Meandering through the crowd came nine instrumentalists. Five were playing the violin; but instead of music, the only sounds emitted were squeaks and squeals. Across the room I spotted my son jerking his bow across his violin as if striking sparks. Two tuba players on opposing corners of the Black Box began blasting long notes at each other like heartbroken whales. I hastened to insert my earplugs. A trumpeter and a saxophonist paced back and forth in front of me, spraying noise at the crowd. I faced all of this with equanimity. I was in a cheerful frame of mind and was not going to let a few sour notes bother me. The players were no more than children in the marketplace calling out, "We sang a dirge, and you did not mourn."

On two low platforms about the size of small raised flower beds, student dancers writhed and whirled. All were dressed in white tops and flouncy skirts.

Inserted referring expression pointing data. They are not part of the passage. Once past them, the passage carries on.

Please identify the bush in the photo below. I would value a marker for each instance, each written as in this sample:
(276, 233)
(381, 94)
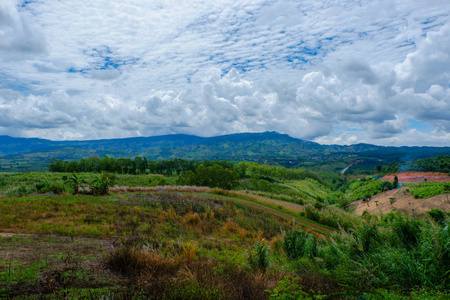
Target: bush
(259, 256)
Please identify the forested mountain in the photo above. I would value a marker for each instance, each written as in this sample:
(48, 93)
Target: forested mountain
(267, 147)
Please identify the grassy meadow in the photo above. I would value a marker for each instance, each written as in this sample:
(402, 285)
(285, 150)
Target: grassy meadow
(277, 234)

All wore white headcaps like medieval nuns. All were female, except for one inexplicable young man in a tutu.

A gong rang out, the crowd parted, and a man with a shaved head stepped into an illuminated area in the center of the room. He began singing a doleful song in the style of the Appalachian shaped note singers. I didn't understand a word. My earplugs clipped off his consonants and left only the moan and wail of bluesy vowels.

After this the dancers became agitated and started haranguing in Italian and lunging at the crowd. I later heard that they were reciting verses from Dante's Inferno. The video screens lit up with drawings of the Four Horsemen of the Apocalypse, followed by old film footage of houses blown apart during the early atomic bomb testing. These kinds of bleak images have often been used to give superficiality the semblance of Serious Art in academic settings. I saw it done before, and done with more bite, years ago when Viet Nam and the draft loomed over us college kids having uncomfortably low draft numbers.

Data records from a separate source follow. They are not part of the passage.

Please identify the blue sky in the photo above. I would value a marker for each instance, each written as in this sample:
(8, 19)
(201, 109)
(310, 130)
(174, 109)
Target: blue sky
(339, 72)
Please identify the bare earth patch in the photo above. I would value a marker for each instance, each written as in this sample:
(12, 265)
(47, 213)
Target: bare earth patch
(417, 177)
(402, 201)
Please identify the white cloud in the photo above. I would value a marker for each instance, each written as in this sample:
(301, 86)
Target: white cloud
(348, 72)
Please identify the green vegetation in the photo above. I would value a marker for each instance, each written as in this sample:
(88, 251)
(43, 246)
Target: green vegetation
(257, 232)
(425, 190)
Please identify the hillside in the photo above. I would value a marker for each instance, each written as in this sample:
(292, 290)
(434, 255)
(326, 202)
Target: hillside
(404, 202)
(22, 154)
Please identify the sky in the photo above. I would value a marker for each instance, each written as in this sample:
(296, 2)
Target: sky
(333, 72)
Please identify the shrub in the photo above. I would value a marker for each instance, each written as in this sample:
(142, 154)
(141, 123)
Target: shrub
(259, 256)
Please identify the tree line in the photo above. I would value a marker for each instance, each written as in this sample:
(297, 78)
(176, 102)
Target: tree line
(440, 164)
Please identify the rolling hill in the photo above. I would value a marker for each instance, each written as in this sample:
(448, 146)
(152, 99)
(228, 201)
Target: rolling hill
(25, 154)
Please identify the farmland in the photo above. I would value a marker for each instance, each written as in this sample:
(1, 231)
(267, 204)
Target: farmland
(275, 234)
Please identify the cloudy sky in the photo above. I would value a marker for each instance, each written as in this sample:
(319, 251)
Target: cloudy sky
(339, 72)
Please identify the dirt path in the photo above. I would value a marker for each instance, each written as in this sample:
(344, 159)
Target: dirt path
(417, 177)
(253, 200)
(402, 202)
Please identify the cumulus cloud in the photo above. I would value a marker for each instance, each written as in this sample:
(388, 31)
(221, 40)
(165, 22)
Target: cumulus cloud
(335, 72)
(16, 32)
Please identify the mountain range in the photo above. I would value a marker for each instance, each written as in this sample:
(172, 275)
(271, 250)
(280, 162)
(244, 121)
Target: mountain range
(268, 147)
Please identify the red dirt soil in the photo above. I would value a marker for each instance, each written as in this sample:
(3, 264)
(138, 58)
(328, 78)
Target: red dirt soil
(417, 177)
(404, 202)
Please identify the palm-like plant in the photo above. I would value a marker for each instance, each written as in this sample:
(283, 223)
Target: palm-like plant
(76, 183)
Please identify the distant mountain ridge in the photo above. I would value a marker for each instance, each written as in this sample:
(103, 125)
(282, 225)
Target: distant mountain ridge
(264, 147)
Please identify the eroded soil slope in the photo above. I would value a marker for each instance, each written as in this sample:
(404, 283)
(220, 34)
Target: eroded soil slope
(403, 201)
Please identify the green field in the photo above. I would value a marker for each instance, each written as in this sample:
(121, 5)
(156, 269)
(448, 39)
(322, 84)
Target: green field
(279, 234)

Then, descending from aesthetic offense to moral offense, the video screens flashed to a vicious burlesque of Christ amidst the lampstands (Rev 1:12-20). Christ was perversely portrayed as a fierce skeleton. It was a bitter irony that the only Person capable of rescuing mankind from the horrors earlier displayed on the video screens was now being attacked. It was now plain to me that the production intended to transform the Black Box into the third round of Dante's seventh circle of Hell, reserved for the violent against God, nature, and art.

It was now time for my son to participate. He picked up his bass guitar and took his place beside a friend of his, on drums, and the professor responsible – and culpable – for the concert, on electric guitar. The three erupted into a credible heavy metal song or, more precisely, a heavy metal tirade. All of the classic elements were there: the repetitive bass patterns, the thudding drums, and the frantic and meaningless guitar runs, shrieking up and down the fingerboard like the tortured ghost of Your First Book of Guitar Exercises. My son was doing the customary head bobs of a heavy metal bassist. I could only hope that this behavior was a piece of clownish stagecraft in keeping with the rest of the production.

After the last heavy metal echoes died away, the Appalachian moaner stepped forward to do another song. Or possibly it was the first song all over again; I still couldn't understand a word. Then, as the video screens showed pictures of a demon and a multi-headed fiend, the whole troop of dancers and instrumentalists led the crowd in a funereal procession around the Black Box. I stayed put, next to my trusty wall, and watched them all pass by. When my son came round wearing a gloomy expression, I greeted him with the most hilarious smile I could muster. His face hardened, he fought to stay in character, he had to look away.

Sometimes love's only weapon against the darkness is a subversive smile.